Thursday, September 26, 2013

Losing the self-checkout not much of loss; it slowed things up too often

Will this Jewel self-checkout device ...
I happen to live within one block of a Jewel-Osco supermarket, although not one of the ones that has had its self-checkout lanes taken away.

Which is a move that can’t come soon enough, as far as I’m concerned.

JEWEL OFFICIALS (THE chain is owned these days by Cerberus Capital Management) let it be known Wednesday that they’re going to gradually remove those self-checkout lines that – in theory – allow people to ring up the cost of their own grocery items.

It could be a time-saving move. I’ll be the first to admit to using the self-checkout lanes when all I have is a couple of items to buy. Which is often, because I tend to use the Jewel as a convenience store of sorts. It’s right by where I live.

If I have significant purchases, I often find myself going to other grocery stores (although I’m not of the sort who thinks it essential to make a trip to the nearby Whole Foods store).

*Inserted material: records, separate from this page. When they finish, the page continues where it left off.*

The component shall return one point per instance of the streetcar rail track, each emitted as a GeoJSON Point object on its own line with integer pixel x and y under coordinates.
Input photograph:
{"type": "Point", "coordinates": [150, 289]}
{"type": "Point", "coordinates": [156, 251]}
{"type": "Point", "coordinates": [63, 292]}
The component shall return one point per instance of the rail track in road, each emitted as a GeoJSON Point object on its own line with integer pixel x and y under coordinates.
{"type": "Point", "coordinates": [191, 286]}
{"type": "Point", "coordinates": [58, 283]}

But it’s not always a time-saving move.

BECAUSE THE PROBLEM with the self-checkout is that the devices are so overly sensitive.

I have lost count of the number of occasions on which I scanned an item, put it in the plastic bag, and then had my purchase come to a crashing halt!!! All because the scale thought it detected something “off” about the weight.

Which involves then having a real live human being come over to look at the order, figure out that I wasn’t trying to pull a scam on my neighborhood Jewel supermarket, and punch in a special code to allow things to proceed.

... someday be as obsolete as this store décor?
That process usually takes enough time to complete that I could have finished the checkout process if I had just gone to one of the checkout lines staffed by a real-live human being.

THERE’S ALSO THE other potential problem – one where an item refuses to scan, which makes the computerized checkout system think that I’m trying to buy an item that the store doesn’t sell.

Even though I picked the item in question right off the store shelves just moments ago.

That always manages to frustrate the real-live human beings who work at Jewel, because they don’t want to have to think much about the items in stock. It’s just supposed to be about scanning the item and letting the computers do the work of calculating prices.

Then, invariably, there are the times when I get stuck behind a person who has enough of a technological mental block that they can’t comprehend how to scan something properly.

THEY WIND UP clogging up the checkout procedures to the point where everybody gets delayed, AND we have to put up with their rants because of their inability to comprehend what it is they are trying to do!

Soon, we will not have these sights. Although it isn’t clear how long it will take to get self-checkout out of the roughly 180 Jewel-Osco stores that exist in the Midwestern U.S.

In theory, these self-checkout lines will be converted into more express lines – thereby making it possible for more people like me who are only purchasing a few items at a time to get through quickly without getting stuck behind the person with the shopping carts full of items; and coupons calling for discounts on virtually every item.

I don’t begrudge people who clip coupons, although there are times when I think these people take their desire to save money to a ridiculous extreme.

SO AS I write this particular commentary, I think about the fact that I soon will have to make a trip to my neighborhood Jewel to pick up a couple of items. I may have to give that self-checkout line at the store a last look.

Although it won’t be something I’ll miss. At least in a checkout lane staffed with a cashier, I can glare at that person when they get slow on the job.

If I try to glare at the self-checkout machine, I just have a lot of people surrounding me suddenly pull their kids a little closer to themselves – warning them to stay away from that “crazy” man trying to buy a loaf of bread or a container of orange juice!